© Anne Combaz
© Anne Combaz
If clothing-as-object is at once textual and textile, it’s because those words have a common etymology, the Latin textilis — a reminder that the weave of a fabric also can correspond to that of a story. Materials can be transformed into a narrative thread — the ones in the CHANEL by the sea show spin the story of an extremely precise gesture — that of slipping off shoes and walking barefoot along the shore. With colors as fresh and zesty as a pink dawn on a summer’s day, the clothes are a vehicle in the chemical sense of the term: they’re volatile, and therefore transmit particles of instantaneous images.
And suddenly we, all the spectators, rediscover that clear and powerful emotion of turning up trouser cuffs in order to let the waves caress our ankles. It’s a tiny emotion that contains an immense idea of freedom. And this emotion brings with it a multitude of images: midnight swims and coming home in the wee hours of the morning, cocktails sipped through fluorescent straws, bare skin rubbing against swimsuits — and young girls in Marcel Proust’s imaginary resort village of Balbec kissing the salty lips of surfers in Baja, California, or Gabrielle Chanel brezing into Deauville for a date with destiny…
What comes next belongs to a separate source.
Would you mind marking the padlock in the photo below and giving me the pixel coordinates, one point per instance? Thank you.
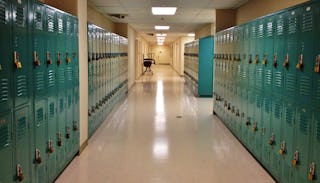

It’s Karl. Each of his shows is the recreation of a discernable memory. Slipped between the view and the clothes are strata of time that layer together moments that are remembered, dreamed or imagined. With a gesture, an object, a décor, he transports us into a suspended moment, somewhere between remembrance of those who have gone before and prescience about lives yet to come. Karl Lagerfeld never puts women in a tricky situation: he never mocks, disquiets or parodies them — on the contrary, he accompanies them and gives them the artillery of self-confidence. Therein, too, resides his astonishing modernity.